Il caso Schwazer in una serie Netflix
"Finalmente racconto la mia verità"

Mercoledì 12 Aprile 2023 di Gloria Satta
Alex Schwazer, 38 anni
Intricata come una spy story, ricca di misteri e colpi di scena, sempre a cavallo tra vicenda sportiva e legal thriller, l’incredibile storia del marciatore campione olimpiconico Alex Schwazer è protagonista della docu-serie in 4 episodi Il caso Alex Schwazer ideata e diretta da Massimo Cappello, prodotta da Indigo Stories e da oggi disponibile su Netflix in tutto il mondo. «Ho accettato di partecipare alla serie per dire la mia verità», spiega l’atleta altoatesino, oggi 38 anni, «e per spiegare con tutti i dettagli, senza limiti di tempo, come siano andate veramente le cose». Tra documenti, filmati d’archivio e testimonianze (parlano tra gli altri il presidente del Coni Giovanni Malagò, la pattinatrice Carolina Kostner, ex fidanzata di Alex, e l’allenatore Sandro Donati), la vicenda di Schwazer viene raccontata attraverso le sue tappe fondamentali.
LE TAPPE. Campione olimpionico a Pechino 2008, nel 2012 squalificato per doping (e reo confesso), il marciatore è poi tornato pulito e ha iniziato gli allenamenti per partecipare alle Olimpiadi di Rio proprio affidandosi a Donati, da sempre nemico del doping nell’atletica. Ma in quello stesso anno, il 2016, viene nuovamente trovato positivo e squalificato fino al 2024. Pena che è stata decisa dalla giustizia sportiva e che Schwazer dovrà scontare sebbene, e qui sta il paradosso, sia stato totalmente scagionato dalla giustizia ordinaria (in Italia il doping è reato penale) «per non aver commesso il fatto».

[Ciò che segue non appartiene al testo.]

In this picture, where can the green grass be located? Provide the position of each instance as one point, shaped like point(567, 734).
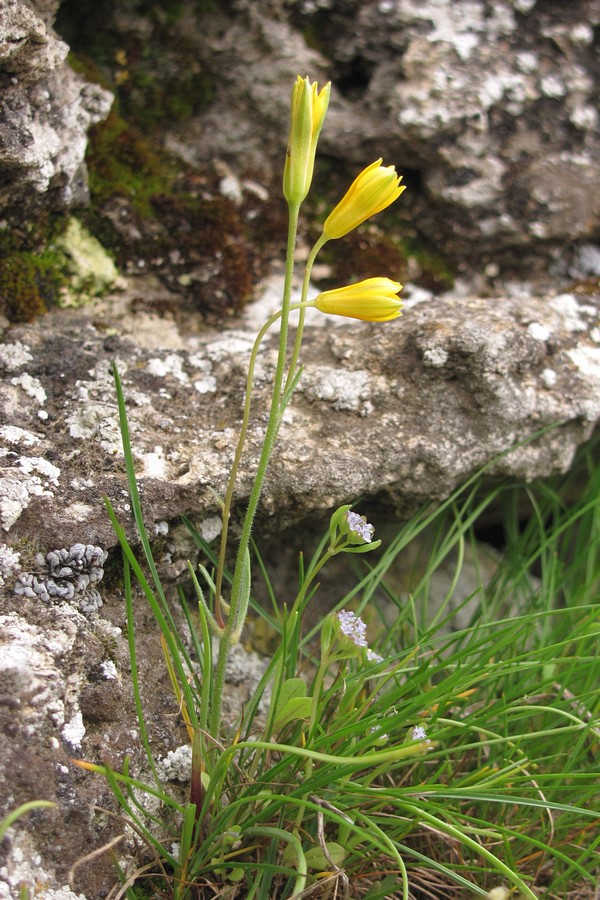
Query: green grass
point(329, 795)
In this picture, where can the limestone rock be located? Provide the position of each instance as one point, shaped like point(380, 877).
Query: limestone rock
point(490, 111)
point(407, 410)
point(45, 112)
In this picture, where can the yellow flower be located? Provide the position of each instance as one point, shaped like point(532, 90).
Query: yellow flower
point(373, 300)
point(373, 190)
point(308, 114)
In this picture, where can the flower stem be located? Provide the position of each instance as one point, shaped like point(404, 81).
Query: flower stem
point(305, 283)
point(275, 413)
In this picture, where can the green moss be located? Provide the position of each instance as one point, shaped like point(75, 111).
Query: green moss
point(121, 163)
point(29, 284)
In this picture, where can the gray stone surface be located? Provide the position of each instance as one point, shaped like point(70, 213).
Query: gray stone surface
point(491, 109)
point(407, 409)
point(45, 111)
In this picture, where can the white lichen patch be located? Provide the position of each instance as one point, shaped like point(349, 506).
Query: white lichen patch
point(538, 331)
point(41, 466)
point(153, 464)
point(587, 360)
point(344, 389)
point(13, 356)
point(168, 365)
point(435, 357)
point(90, 267)
point(568, 308)
point(28, 477)
point(32, 387)
point(177, 764)
point(18, 436)
point(73, 731)
point(211, 528)
point(9, 564)
point(108, 670)
point(549, 377)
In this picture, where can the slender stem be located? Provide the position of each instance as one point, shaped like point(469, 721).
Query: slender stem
point(236, 464)
point(267, 448)
point(305, 284)
point(310, 576)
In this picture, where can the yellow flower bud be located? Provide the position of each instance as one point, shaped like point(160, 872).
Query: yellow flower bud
point(373, 300)
point(308, 114)
point(373, 190)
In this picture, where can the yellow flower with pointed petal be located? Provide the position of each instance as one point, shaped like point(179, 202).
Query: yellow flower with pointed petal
point(308, 114)
point(373, 190)
point(373, 300)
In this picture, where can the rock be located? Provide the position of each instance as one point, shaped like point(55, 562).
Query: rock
point(409, 410)
point(45, 113)
point(491, 113)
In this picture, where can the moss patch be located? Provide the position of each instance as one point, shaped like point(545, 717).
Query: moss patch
point(29, 284)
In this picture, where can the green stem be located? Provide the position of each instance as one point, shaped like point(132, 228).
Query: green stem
point(310, 577)
point(300, 330)
point(225, 643)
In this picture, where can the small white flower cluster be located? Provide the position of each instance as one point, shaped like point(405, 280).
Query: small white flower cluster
point(353, 627)
point(419, 734)
point(358, 525)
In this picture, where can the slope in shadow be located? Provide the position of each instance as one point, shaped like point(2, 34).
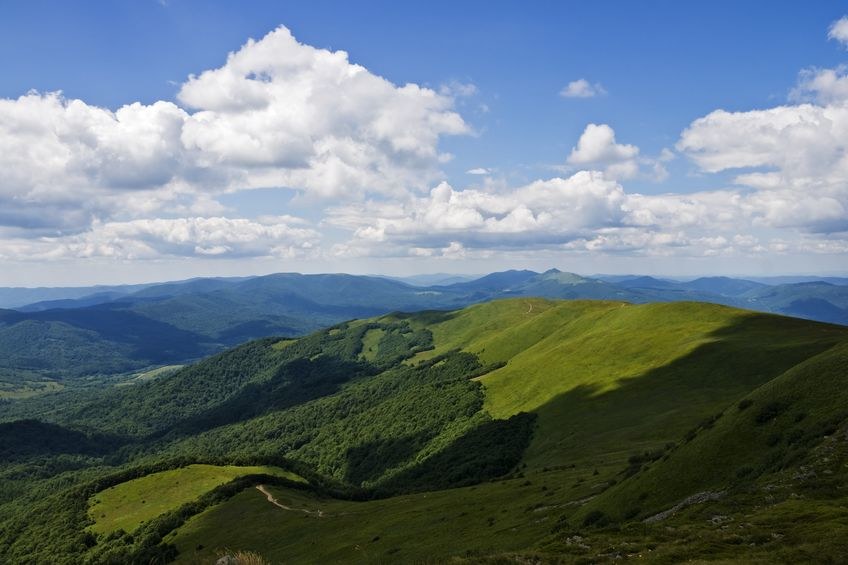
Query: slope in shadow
point(487, 451)
point(294, 383)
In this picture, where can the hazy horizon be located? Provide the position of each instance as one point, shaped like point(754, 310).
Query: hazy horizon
point(395, 141)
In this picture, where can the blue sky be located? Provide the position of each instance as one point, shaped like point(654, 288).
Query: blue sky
point(497, 68)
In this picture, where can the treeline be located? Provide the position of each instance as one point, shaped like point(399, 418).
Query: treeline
point(355, 428)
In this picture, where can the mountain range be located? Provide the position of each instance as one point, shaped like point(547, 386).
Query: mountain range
point(115, 330)
point(520, 430)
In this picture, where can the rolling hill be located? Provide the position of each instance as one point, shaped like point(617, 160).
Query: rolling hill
point(125, 330)
point(507, 431)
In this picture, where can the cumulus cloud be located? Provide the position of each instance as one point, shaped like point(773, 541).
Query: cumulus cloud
point(839, 30)
point(181, 237)
point(598, 149)
point(281, 113)
point(278, 113)
point(824, 86)
point(582, 88)
point(795, 157)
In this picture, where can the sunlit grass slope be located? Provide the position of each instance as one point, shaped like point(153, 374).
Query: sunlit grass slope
point(127, 505)
point(724, 399)
point(493, 517)
point(767, 431)
point(608, 379)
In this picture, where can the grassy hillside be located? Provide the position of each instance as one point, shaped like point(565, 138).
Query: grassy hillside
point(126, 505)
point(518, 427)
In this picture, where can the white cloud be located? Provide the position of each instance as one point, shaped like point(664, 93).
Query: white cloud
point(839, 30)
point(286, 114)
point(795, 157)
point(824, 86)
point(277, 113)
point(181, 237)
point(582, 88)
point(598, 149)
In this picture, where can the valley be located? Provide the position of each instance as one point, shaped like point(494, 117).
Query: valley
point(524, 428)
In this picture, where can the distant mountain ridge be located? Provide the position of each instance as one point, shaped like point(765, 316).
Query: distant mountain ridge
point(129, 328)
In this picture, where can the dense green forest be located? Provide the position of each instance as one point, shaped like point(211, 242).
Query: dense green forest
point(515, 430)
point(67, 343)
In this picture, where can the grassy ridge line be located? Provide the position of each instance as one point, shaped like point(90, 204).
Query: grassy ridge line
point(146, 546)
point(768, 430)
point(125, 506)
point(416, 528)
point(54, 528)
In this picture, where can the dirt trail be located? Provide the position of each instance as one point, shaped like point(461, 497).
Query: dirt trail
point(272, 500)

IL COMPLOTTO. Alex è da sempre convinto di essere vittima di un complotto ordito dal sistema sportivo internazionale per colpire il suo allenatore Sandro Donati e le sue coraggiose battaglie contro l’uso illecito dei farmaci nello sport: «Il campione delle mie urine è stato manomesso», ha sempre affermato l’atleta. La serie, del resto, mette in luce tutti i misteri e le ambiguità della vicenda assumendo i controni dell’intrigo internazionale. E rivelando le contraddizioni di un sistema «in cui il doping è conosciuto, praticato e tollerato da chi dovrebbe invece gestire i controlli ma lo fa nella più totale incontrollabilità con il beneplacito dei governi», spiega Donati, «Alex si è dopato quand’era depresso, è stato poi abbandonato e quello che gli è successo dopo è un gigantesco imbroglio. La serie è un contributo a ristabilire la verità».
IL PRESENTE. Oggi Schwazer fa l’allenatore dei podisti amatoriali, «l’unico modo per me di restare nello sport», si è sposato con Kathrin Freund e ha due figli. «La famiglia viene prima di tutto», dice, «oggi sono un uomo contento che guarda avanti. La vicenda di cui sono stato vittima non mi ha tolto la fiducia nello sport che, come la vita, comporta momenti belli e momenti brutti. Da ragazzo sognavo di partecipare alle Olimpiadi e un’edizione l’ho anche vinta. Sono soddisfatto del percorso che ho fatto». Rimpianti? «Con la maturità di oggi, non mi doperei più ma all’epoca ero troppo giovane e sottoposto a una pressione fortissima. Quando ho deciso di tornare a marciare a livello agonistico, ho scelto Donati perché era la persona giusta per accompagnare la mia risalita».
IL FUTURO. Cosa si aspetta dal futuro? «Sarò troppo vecchio per andare alle Olimpiadi di Los Angeles del 2028... Si vedrà, per ora continuo a fare quello che faccio e metto la famiglia al primo posto». Per vedere annullata la squalifica, Schwazer si è rivolto alla Corte Europea dei Diritti dell’uomo, che ha già accolto il suo ricorso. «La storia di questo atleta va oltre lo sport», conclude Giovanni Bossetti, manager contenuti originali non fiction di Netflix, «è una storia che parla di valori universali come successo, caduta, rinascita, consapevolezza, amicizia. Non poteva non essere raccontata».